Most of ISWIM's basic units are *expressions*, not *statements*. This approach is very different from most of the languages back then (and also very different from many languages still popular nowadays), but similar to LISP (for more details, see section LISP).

ISWIM is the first language to introduce the `where`

-notation. In original reference physical ISWIM (will mention below; see String, Token and AST), the `where`

-notation looks like:

$f(b+2c)\ {\bf where}; f(x) = x \times (x + a)$

This syntax influenced Miranda and Haskell.

# # Dive In

ISWIM have 4 *levels of abstraction*, namely:

- The
*physical ISWIMs*; at this level, there are many different flavors of ISWIMs, each of which is designed to be interpreted in different ways, including being read by humans, or compiled to a particular hardware platform.- Form: A physical ISWIM program is a string sequence.

- The
*logical ISWIM*, in which we don't care about certain string sequences, but sequences of syntactic units, like parenthesis and keywords.- Form: A logical ISWIM program is a sequence of syntactic units (tokens).

- The
*abstract ISWIM*, in which we don't care about grammatical rules, but structure of a program.- Form: An abstract ISWIM program is an abstract syntax tree (AST).

- The
*Applicative Expression*, which is a simpler AST than abstract ISWIM.

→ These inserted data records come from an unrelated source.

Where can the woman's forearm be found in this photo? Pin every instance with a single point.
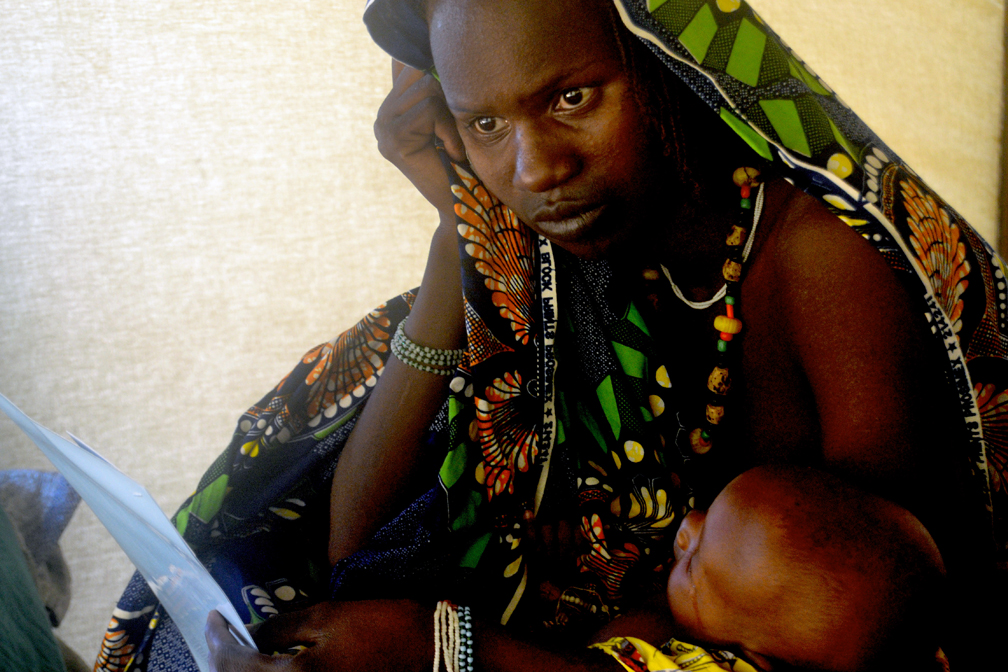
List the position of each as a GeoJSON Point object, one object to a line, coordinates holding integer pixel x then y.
{"type": "Point", "coordinates": [381, 464]}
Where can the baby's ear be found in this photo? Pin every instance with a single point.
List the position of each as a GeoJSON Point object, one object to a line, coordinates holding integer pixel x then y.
{"type": "Point", "coordinates": [756, 659]}
{"type": "Point", "coordinates": [688, 535]}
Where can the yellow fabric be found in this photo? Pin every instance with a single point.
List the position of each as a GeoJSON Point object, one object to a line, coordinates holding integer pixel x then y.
{"type": "Point", "coordinates": [637, 656]}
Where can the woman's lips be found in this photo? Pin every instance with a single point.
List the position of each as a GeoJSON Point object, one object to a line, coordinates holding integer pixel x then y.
{"type": "Point", "coordinates": [567, 223]}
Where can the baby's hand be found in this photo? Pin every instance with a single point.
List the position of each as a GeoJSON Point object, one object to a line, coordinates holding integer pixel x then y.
{"type": "Point", "coordinates": [409, 119]}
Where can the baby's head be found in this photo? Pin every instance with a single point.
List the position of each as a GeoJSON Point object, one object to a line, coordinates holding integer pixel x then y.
{"type": "Point", "coordinates": [792, 565]}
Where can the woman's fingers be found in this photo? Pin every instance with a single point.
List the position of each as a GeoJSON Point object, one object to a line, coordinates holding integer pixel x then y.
{"type": "Point", "coordinates": [228, 655]}
{"type": "Point", "coordinates": [412, 116]}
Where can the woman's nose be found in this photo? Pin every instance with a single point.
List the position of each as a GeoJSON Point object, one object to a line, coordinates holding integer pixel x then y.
{"type": "Point", "coordinates": [543, 159]}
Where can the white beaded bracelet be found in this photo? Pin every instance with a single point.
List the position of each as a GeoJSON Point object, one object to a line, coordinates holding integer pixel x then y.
{"type": "Point", "coordinates": [430, 360]}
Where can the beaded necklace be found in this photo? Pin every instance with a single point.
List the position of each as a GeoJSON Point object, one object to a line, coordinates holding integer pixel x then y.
{"type": "Point", "coordinates": [739, 244]}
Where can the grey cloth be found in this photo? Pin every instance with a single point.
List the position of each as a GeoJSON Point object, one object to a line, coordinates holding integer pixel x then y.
{"type": "Point", "coordinates": [39, 505]}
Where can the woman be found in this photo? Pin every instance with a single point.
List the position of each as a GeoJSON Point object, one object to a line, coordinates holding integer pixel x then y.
{"type": "Point", "coordinates": [594, 399]}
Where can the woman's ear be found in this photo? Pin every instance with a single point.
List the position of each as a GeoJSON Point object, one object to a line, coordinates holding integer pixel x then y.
{"type": "Point", "coordinates": [689, 531]}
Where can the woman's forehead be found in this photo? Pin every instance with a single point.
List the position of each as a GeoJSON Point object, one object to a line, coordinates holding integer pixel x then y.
{"type": "Point", "coordinates": [482, 44]}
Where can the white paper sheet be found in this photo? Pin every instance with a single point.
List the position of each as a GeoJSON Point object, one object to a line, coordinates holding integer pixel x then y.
{"type": "Point", "coordinates": [183, 585]}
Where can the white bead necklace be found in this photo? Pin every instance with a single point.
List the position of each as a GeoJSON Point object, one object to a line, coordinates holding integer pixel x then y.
{"type": "Point", "coordinates": [703, 305]}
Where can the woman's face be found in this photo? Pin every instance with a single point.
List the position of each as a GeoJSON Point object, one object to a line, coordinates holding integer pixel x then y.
{"type": "Point", "coordinates": [548, 116]}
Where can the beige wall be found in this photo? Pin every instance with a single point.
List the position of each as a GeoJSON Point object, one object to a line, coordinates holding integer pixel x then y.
{"type": "Point", "coordinates": [190, 198]}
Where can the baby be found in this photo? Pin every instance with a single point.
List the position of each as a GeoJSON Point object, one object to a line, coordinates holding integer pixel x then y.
{"type": "Point", "coordinates": [792, 566]}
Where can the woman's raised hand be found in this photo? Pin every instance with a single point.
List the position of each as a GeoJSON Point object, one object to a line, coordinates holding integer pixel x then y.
{"type": "Point", "coordinates": [393, 635]}
{"type": "Point", "coordinates": [411, 117]}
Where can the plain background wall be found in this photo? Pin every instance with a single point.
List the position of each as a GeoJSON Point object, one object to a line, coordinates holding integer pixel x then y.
{"type": "Point", "coordinates": [191, 198]}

Transformations between adjacent levels of abstraction correspond to:

- Tokenizing,
- Parsing,
- Translating to an IR.

Exactly how a compiler works (though not complete).

## # The Abstract ISWIM

We do not give the full definition of the abstract ISWIM, as it is already in the original paper. Instead, here are some example programs written in physical ISWIM, to reflect the abstract ISWIM's features, which all physical ISWIMs share.

```
Def a = 1 -- Simple definitions.
and b = 2
Def x = a + 2 * b -- Use of infix operators.
Print x + a -- A "demand". This is rather imperative.
-- Note that "demands" do not have to be a "Print".
-- A function call on the top level, starting a web server etc.
-- can all be demands.
Def even(x) = -- Define a function.
isEven -> true ; false -- The if-then-else expression ("else" part is omittable).
where isEven = x % 2 == 0 -- The where-clause.
Def rec fib(x) = -- Recursive function.
x == 0 ->
0;
x == 1 ->
1;
f(x - 1) + f(x - 2)
Def constx(x) = f(x) + 1
where pp f(x) = 0 -- A call to a "pp" (program-point) function
-- will make the caller directly return the result of the called pp.
-- The ISWIM simulation of jumping.
Def (u, v, w) = (1, 2, 3) -- Some kind of pattern matching?
```

# # LISP

ISWIM is inspired, in many ways, by LISP.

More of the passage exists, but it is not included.